Three blowers just detonated at exactly the same time, forming a single cloud, bigger than any I’ve seen before. They always go in groups – sometimes minutes apart, sometimes hours – but I’ve never seen them blow like this, creating a single, towering cloud. This plume will spread for miles. Homestake’s buffer won’t be enough. The cloud is too tall, too strong.

Without its airlocks, Homestake would be doomed.

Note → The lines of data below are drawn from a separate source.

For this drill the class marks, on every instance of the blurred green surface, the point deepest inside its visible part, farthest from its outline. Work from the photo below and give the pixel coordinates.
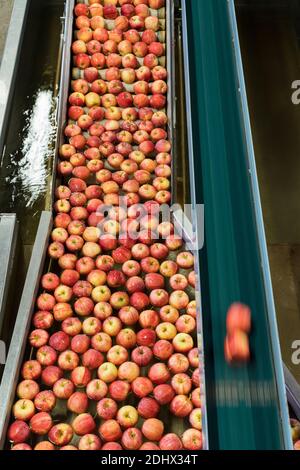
(243, 410)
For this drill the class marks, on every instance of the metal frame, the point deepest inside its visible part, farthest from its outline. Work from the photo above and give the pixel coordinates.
(22, 325)
(8, 244)
(9, 62)
(261, 232)
(292, 390)
(64, 84)
(194, 213)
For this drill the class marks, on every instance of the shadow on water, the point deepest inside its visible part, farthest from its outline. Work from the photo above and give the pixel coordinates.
(26, 163)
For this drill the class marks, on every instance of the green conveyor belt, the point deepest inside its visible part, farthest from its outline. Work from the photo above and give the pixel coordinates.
(242, 403)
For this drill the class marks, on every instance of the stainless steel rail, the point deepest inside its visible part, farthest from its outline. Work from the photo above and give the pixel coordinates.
(9, 63)
(274, 335)
(23, 321)
(8, 245)
(195, 219)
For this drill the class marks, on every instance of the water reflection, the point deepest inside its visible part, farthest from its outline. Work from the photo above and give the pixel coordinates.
(31, 164)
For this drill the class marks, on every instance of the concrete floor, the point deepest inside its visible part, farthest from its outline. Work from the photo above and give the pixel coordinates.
(5, 12)
(272, 61)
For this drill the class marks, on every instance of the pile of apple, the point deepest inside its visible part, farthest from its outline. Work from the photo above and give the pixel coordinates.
(113, 337)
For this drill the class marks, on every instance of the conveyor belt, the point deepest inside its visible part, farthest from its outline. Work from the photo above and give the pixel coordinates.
(246, 406)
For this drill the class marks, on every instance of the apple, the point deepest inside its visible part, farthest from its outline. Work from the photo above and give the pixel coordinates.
(185, 324)
(102, 342)
(89, 442)
(128, 371)
(159, 373)
(169, 314)
(68, 447)
(31, 370)
(18, 432)
(185, 260)
(46, 355)
(238, 318)
(179, 299)
(148, 408)
(81, 376)
(41, 423)
(44, 445)
(63, 388)
(107, 408)
(28, 389)
(83, 424)
(195, 419)
(23, 410)
(137, 22)
(107, 372)
(128, 315)
(178, 282)
(81, 9)
(78, 402)
(102, 310)
(183, 342)
(117, 355)
(38, 338)
(163, 350)
(192, 439)
(237, 349)
(181, 406)
(111, 446)
(100, 34)
(119, 390)
(181, 383)
(96, 389)
(61, 434)
(59, 341)
(68, 360)
(62, 220)
(122, 23)
(21, 447)
(142, 386)
(132, 439)
(166, 331)
(168, 268)
(159, 297)
(170, 442)
(51, 374)
(110, 12)
(163, 394)
(153, 429)
(142, 355)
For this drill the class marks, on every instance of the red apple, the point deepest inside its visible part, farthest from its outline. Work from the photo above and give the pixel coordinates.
(170, 442)
(83, 424)
(148, 408)
(107, 408)
(142, 356)
(181, 406)
(110, 430)
(128, 371)
(192, 439)
(41, 423)
(132, 439)
(18, 432)
(96, 389)
(78, 403)
(89, 442)
(153, 429)
(163, 394)
(119, 390)
(61, 434)
(159, 373)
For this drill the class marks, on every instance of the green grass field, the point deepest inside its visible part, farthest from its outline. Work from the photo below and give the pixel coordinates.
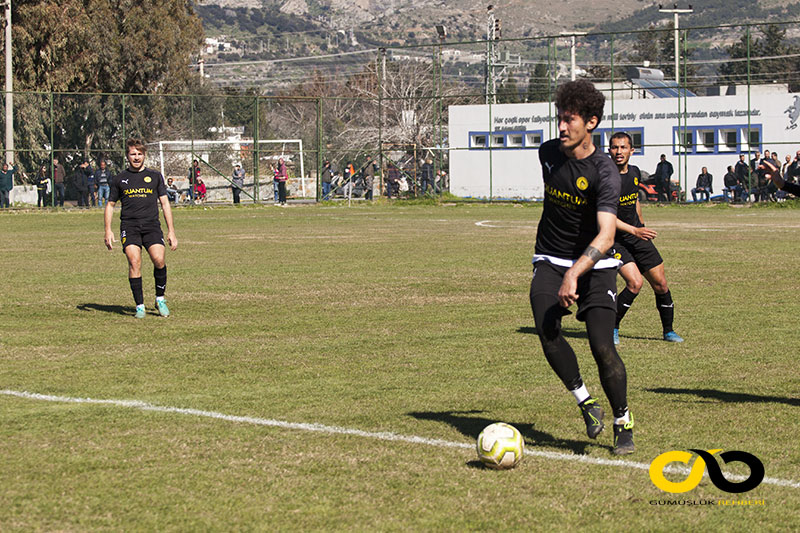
(409, 319)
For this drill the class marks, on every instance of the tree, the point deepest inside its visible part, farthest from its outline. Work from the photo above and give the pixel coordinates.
(98, 46)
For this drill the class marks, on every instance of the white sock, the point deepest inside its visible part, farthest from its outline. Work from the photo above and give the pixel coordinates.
(581, 394)
(623, 420)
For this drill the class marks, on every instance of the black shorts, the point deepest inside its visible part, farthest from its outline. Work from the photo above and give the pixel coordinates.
(596, 288)
(140, 235)
(634, 250)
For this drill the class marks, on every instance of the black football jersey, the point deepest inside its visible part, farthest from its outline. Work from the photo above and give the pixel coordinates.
(139, 193)
(628, 194)
(575, 190)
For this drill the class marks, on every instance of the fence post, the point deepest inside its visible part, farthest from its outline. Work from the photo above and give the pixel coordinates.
(381, 81)
(256, 194)
(749, 125)
(319, 149)
(52, 153)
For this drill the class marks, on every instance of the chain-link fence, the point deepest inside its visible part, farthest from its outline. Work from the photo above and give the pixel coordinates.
(466, 117)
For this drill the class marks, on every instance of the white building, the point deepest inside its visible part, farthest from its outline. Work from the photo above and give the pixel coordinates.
(494, 148)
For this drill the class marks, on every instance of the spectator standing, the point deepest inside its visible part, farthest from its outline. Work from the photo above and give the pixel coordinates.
(428, 176)
(444, 184)
(327, 179)
(238, 182)
(173, 194)
(731, 183)
(102, 178)
(59, 174)
(703, 185)
(281, 175)
(200, 191)
(742, 171)
(392, 180)
(42, 183)
(755, 162)
(368, 171)
(194, 174)
(81, 177)
(92, 185)
(663, 176)
(6, 184)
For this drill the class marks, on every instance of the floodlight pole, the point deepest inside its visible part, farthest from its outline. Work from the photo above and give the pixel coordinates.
(676, 11)
(9, 89)
(573, 66)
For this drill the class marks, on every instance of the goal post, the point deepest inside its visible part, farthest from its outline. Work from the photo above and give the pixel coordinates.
(218, 157)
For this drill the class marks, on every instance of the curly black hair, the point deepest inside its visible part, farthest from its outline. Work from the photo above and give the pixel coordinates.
(581, 97)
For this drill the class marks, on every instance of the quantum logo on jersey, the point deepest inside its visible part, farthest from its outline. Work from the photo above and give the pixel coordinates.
(564, 199)
(628, 199)
(706, 458)
(140, 192)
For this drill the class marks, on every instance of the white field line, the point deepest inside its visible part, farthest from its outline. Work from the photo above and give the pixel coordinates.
(378, 435)
(680, 225)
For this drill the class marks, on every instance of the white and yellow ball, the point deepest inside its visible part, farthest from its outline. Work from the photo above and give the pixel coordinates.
(500, 446)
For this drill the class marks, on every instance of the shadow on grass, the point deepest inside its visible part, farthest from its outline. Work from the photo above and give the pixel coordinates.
(581, 334)
(115, 309)
(471, 426)
(573, 334)
(729, 397)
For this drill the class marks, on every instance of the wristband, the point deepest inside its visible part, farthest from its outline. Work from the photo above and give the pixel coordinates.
(593, 253)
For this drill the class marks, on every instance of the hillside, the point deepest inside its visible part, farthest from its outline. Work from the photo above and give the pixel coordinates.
(270, 30)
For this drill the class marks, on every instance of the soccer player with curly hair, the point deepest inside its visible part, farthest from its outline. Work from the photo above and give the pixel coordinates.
(571, 263)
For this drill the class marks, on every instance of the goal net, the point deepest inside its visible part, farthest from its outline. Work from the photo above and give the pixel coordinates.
(217, 159)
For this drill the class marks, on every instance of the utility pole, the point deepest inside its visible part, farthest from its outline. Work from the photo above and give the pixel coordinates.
(492, 34)
(573, 67)
(676, 11)
(9, 89)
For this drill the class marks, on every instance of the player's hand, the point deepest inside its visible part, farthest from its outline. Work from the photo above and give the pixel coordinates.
(110, 240)
(646, 234)
(568, 292)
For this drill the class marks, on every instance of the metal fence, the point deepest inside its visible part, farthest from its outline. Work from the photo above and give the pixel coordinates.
(392, 104)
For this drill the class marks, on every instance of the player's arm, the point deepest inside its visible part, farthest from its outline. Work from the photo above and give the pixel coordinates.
(172, 240)
(108, 216)
(606, 223)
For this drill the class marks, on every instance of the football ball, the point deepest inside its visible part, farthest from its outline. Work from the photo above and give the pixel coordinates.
(500, 446)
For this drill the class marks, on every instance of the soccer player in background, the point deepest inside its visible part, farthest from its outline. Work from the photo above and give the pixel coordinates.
(634, 244)
(140, 190)
(772, 172)
(571, 263)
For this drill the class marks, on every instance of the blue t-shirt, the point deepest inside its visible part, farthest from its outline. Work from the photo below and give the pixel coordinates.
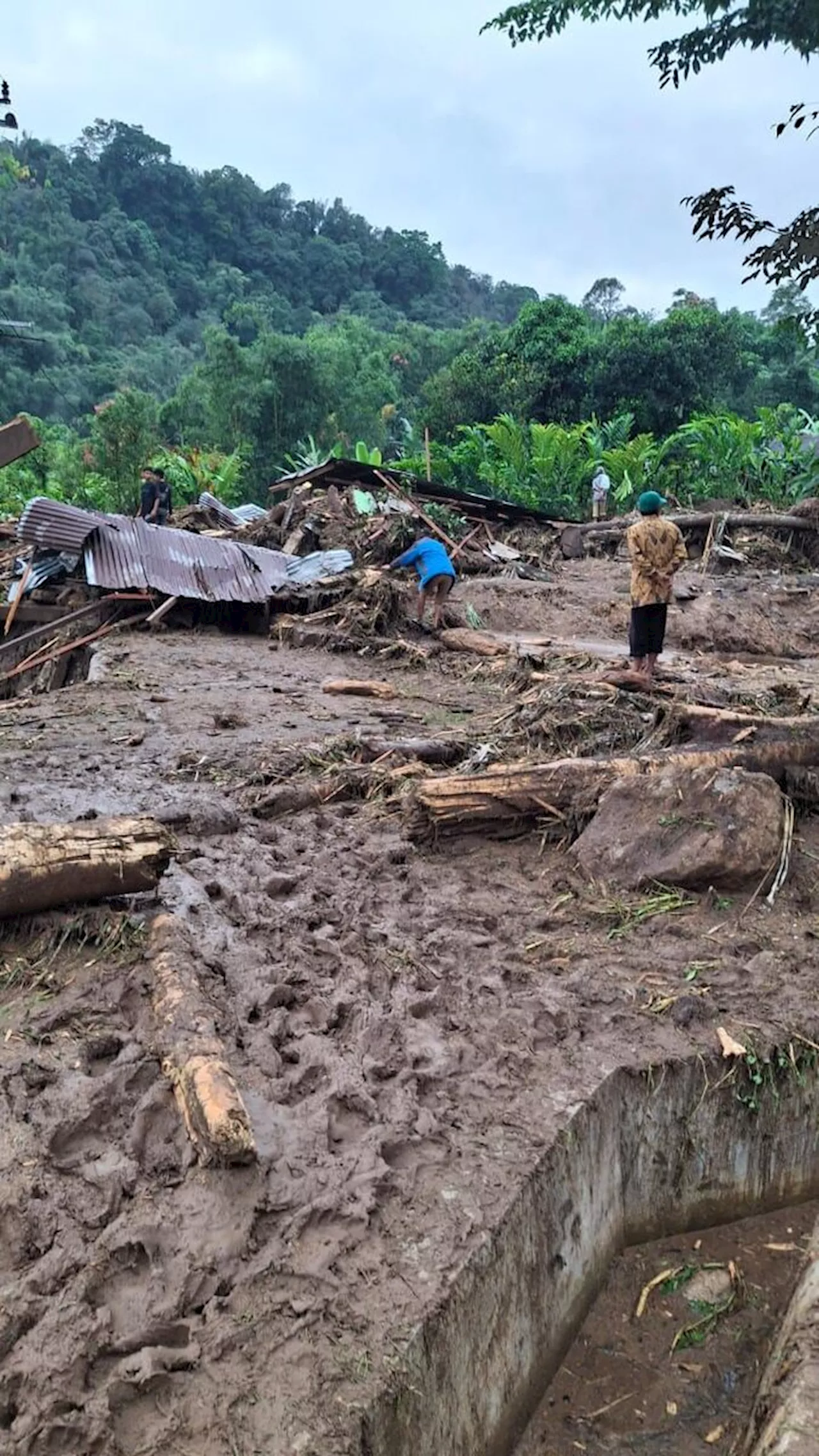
(429, 559)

I twist in my seat to stare out the window as we skid through the wasteland, speeding towards the concrete perimeter wall. The mist is a living thing, heaving through the air, billowing out across the ash-strewn ground. It swallows the bunker whole, engulfing the lookout tower, an unstoppable wave of hot, rolling scarlet.

‘What the hell is that thing?’ Cole shouts.

‘It’s a Hydra cloud.’

‘It can’t be.’ Cole jerks his head to look. ‘It’s too big.’

‘It’s three blowers,’ I say, turning back to the front, gritting my teeth as pain shoots through my leg. ‘Three times as strong.’

‘The airlocks …’

‘I closed them.’

‘How?’ Cole wrenches the wheel, swerving through the rubble. A pair of gun-bots lie on their backs, their laser scanners splashing the ground. Their arched steel legs flail like overturned insects. Jun Bei’s simulation must have destroyed every layer of Homestake’s security.

It’s the most impressive code I’ve ever seen.

Jealousy flares through me. I haven’t encountered many other viruses that were better than my own code, and Jun Bei’s made mine look like a joke. Cole said she and my father used to code together at Cartaxus.

Maybe that was why he was so distant at the cabin. Because I didn’t measure up to her.

I bite back the thought, reaching for my backpack, hauling it into my lap. The pain in my knee is spreading down my calf.